May 2014: The diaper service we use announces it’s going out of business. We warn her that her diaper days are numbered. Diaper service ends and she is distraught to be in training pants, even the adorable ones in patterns she is familiar with since they look like her diaper wraps. After two days of an unhappy Otter, we decide to buy organic disposable diapers by the sleeve because we Honor The Child. She is waking up dry, even with night nursing. I offer the potty in the morning as an alternative to wetting the diaper and an immediate change. She declines. For weeks.
Sunday, June 22, 2014: Otter sits on the training potty that we have left, lonely in the bathroom, for months. She pees. She stands up and announces, “I am ready to do Santa Baby.” She was “potty trained” at two years and eight months – done with never another day in diapers. Or thirty-two months old if you prefer that method of accounting.
No joke. Since that day six weeks ago she has had exactly two accidents. One the next day when she was playing with a friend and was too distracted to really go potty and she let the rest go when she came back to play. And one a week later, strangely enough, overnight when she wet the bed after waking up dry for weeks.
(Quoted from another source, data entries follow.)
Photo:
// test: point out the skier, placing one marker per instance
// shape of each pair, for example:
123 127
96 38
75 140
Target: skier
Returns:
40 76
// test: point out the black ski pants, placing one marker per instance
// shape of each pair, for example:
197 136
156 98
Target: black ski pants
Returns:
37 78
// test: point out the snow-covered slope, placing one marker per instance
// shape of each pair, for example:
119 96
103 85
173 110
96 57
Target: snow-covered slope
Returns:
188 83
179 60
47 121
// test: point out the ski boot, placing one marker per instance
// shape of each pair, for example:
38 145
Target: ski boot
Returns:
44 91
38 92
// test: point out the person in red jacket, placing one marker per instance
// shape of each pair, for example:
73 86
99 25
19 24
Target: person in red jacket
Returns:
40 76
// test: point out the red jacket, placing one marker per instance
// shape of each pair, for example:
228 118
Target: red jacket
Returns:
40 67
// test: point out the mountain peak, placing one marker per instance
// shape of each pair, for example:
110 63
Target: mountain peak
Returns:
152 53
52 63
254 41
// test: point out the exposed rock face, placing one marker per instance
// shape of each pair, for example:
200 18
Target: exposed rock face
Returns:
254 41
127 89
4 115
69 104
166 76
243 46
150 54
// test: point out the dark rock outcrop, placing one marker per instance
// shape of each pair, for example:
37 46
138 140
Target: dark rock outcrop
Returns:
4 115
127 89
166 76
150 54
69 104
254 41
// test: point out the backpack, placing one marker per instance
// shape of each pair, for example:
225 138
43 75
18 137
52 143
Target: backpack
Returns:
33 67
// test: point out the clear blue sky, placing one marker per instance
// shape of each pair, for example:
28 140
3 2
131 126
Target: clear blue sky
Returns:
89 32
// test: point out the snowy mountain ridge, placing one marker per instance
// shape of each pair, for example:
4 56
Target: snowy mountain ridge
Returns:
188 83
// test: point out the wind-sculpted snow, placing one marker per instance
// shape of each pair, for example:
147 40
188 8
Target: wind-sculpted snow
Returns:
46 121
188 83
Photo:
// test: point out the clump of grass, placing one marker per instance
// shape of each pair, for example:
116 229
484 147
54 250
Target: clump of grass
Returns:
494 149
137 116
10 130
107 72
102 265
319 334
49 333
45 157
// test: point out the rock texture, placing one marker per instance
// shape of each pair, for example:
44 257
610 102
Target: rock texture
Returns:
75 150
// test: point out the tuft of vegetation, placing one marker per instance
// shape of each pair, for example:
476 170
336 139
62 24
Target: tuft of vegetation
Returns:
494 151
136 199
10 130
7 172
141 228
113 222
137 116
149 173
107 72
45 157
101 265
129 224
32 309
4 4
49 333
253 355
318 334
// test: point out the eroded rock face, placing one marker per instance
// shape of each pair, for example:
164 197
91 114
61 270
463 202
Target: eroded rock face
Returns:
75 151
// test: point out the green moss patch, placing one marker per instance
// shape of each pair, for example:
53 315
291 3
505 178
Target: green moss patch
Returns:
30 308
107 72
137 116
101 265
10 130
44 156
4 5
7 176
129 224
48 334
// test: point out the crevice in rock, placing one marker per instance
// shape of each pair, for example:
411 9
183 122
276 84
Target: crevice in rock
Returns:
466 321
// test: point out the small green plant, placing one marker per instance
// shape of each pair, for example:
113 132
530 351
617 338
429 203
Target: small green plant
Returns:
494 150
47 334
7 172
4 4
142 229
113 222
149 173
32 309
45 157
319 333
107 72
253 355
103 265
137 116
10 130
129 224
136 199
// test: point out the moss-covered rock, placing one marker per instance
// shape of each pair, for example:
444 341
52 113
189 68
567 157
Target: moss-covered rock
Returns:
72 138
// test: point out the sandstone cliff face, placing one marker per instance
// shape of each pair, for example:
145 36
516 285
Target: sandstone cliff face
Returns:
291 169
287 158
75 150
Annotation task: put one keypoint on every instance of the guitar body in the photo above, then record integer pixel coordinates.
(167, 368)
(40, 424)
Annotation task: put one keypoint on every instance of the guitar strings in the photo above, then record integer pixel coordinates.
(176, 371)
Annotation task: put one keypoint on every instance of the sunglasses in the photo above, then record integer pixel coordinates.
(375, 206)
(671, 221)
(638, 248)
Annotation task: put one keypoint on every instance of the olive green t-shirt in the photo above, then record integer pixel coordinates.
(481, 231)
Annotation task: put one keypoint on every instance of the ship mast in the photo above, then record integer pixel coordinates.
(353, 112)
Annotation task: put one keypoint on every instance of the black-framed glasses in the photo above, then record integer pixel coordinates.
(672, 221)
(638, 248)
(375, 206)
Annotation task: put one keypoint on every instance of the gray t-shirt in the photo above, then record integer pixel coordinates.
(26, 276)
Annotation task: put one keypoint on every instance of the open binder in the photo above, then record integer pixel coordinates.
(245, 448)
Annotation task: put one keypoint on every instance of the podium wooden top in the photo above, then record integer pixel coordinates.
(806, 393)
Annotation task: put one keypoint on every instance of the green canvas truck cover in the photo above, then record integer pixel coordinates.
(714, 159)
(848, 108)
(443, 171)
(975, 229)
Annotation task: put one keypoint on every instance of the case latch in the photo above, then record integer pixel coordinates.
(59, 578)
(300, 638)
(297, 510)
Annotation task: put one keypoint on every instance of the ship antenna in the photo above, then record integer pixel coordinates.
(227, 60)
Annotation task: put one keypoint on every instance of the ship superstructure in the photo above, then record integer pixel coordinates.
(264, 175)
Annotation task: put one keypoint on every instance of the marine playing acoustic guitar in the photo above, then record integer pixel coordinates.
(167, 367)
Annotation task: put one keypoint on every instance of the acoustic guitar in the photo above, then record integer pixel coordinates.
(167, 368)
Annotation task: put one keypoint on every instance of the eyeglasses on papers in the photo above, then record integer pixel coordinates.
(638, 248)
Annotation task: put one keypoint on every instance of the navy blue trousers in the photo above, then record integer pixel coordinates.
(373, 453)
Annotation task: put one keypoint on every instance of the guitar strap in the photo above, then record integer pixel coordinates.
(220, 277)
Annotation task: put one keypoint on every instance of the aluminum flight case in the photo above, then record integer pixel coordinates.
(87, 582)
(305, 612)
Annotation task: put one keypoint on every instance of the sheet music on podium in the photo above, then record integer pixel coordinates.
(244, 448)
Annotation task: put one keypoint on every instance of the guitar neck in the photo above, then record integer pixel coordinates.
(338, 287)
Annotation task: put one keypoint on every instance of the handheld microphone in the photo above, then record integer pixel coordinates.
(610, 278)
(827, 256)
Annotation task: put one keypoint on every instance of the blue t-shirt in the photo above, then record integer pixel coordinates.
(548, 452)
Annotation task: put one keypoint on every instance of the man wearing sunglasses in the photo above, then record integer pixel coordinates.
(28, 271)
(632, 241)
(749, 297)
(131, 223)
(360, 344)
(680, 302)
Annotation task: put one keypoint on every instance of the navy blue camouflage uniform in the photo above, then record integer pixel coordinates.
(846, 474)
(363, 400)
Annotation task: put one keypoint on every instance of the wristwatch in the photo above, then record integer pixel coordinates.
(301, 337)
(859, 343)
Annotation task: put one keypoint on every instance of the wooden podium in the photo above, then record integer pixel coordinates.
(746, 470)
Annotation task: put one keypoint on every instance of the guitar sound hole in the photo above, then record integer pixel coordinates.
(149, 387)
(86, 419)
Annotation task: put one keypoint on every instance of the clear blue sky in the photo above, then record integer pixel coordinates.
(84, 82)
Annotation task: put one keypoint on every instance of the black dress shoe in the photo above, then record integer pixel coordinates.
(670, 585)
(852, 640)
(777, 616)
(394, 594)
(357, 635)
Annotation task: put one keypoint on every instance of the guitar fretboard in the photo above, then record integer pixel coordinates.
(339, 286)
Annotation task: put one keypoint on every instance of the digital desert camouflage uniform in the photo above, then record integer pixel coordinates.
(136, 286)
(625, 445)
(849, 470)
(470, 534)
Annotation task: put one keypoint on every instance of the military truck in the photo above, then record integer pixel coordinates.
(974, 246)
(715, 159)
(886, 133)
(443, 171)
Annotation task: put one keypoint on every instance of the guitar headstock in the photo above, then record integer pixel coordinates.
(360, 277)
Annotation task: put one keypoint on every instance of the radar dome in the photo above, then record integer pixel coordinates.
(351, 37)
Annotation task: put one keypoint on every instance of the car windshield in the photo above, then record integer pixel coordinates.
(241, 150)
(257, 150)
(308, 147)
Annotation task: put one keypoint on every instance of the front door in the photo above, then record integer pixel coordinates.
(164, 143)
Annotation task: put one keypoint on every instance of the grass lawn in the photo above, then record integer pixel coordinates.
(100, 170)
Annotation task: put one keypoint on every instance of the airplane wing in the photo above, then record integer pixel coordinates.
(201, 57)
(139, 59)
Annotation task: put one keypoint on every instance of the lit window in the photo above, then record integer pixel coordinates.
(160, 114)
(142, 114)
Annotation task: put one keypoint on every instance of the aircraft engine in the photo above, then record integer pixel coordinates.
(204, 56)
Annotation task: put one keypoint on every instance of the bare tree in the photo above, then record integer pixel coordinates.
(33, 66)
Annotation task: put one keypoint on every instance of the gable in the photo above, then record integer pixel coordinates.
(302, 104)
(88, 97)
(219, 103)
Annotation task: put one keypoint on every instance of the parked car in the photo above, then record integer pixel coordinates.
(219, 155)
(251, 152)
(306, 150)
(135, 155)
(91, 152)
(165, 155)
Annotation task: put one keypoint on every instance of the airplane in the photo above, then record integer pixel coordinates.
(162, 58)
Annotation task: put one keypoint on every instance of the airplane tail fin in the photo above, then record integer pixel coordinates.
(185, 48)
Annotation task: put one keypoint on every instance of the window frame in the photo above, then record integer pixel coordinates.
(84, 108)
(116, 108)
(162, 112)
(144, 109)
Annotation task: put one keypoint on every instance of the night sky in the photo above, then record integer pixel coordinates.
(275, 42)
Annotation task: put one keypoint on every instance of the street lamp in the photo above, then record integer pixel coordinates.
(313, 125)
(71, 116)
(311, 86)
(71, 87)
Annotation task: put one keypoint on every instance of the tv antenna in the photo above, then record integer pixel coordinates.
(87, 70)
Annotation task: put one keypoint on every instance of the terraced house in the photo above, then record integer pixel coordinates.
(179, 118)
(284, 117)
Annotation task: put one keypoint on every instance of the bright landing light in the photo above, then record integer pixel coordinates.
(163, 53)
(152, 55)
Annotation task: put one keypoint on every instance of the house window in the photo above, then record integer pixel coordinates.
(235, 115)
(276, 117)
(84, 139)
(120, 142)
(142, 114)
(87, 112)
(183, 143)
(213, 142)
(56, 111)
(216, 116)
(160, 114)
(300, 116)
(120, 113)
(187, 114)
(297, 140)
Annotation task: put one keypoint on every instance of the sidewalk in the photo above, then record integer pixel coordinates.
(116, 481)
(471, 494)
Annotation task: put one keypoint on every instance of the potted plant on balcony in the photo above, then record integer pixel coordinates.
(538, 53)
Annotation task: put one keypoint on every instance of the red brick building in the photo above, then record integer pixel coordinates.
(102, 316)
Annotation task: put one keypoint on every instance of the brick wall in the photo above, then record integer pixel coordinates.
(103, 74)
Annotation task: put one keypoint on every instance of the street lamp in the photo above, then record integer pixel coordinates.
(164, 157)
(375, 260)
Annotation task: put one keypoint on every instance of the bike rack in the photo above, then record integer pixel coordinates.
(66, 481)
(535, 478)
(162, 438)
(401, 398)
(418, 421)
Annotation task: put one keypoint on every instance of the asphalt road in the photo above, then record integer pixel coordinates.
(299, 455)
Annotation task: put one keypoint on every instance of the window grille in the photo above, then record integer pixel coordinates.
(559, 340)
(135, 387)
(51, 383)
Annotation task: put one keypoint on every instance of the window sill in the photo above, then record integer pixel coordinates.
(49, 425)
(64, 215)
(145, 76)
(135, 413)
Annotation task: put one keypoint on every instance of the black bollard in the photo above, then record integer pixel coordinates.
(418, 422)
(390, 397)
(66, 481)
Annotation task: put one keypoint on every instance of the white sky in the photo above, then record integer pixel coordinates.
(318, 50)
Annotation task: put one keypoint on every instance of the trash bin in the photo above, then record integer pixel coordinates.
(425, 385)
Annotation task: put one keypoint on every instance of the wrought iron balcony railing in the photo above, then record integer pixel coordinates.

It has been a great validation to Honor The Child. Once I stopped offering the option to use the training potty, neither of us shed a tear in this non-process. She is done, without the mess of soiled clothing, misses on the floor, and a training potty to empty over and over again. I do not miss the piles of laundry covered in human waste!! That was awesome.
Now, we do keep the training potty available – she doesn’t always want to use the “big potty”. I figure that is a fair trade.
Breathe. Honor The Child. Repeat.
Thank you for writing this. I am going through this with my son now, and I’m just waiting (though maybe not as patiently as I would like to be!) for him to let me know that he’s ready. It’s nice to know I’m not alone. 🙂
You are so welcome – it’s one of the reasons I wrote the story…so that other mamas who are doing their best to honor their children’s timeline know that they are not alone!! Best wishes to you as you keep waiting – it is so validating when they get “it” (whatever that happens to be) on their own terms and you know you have just facilitated the process as they learn and explore and grow confident in themselves.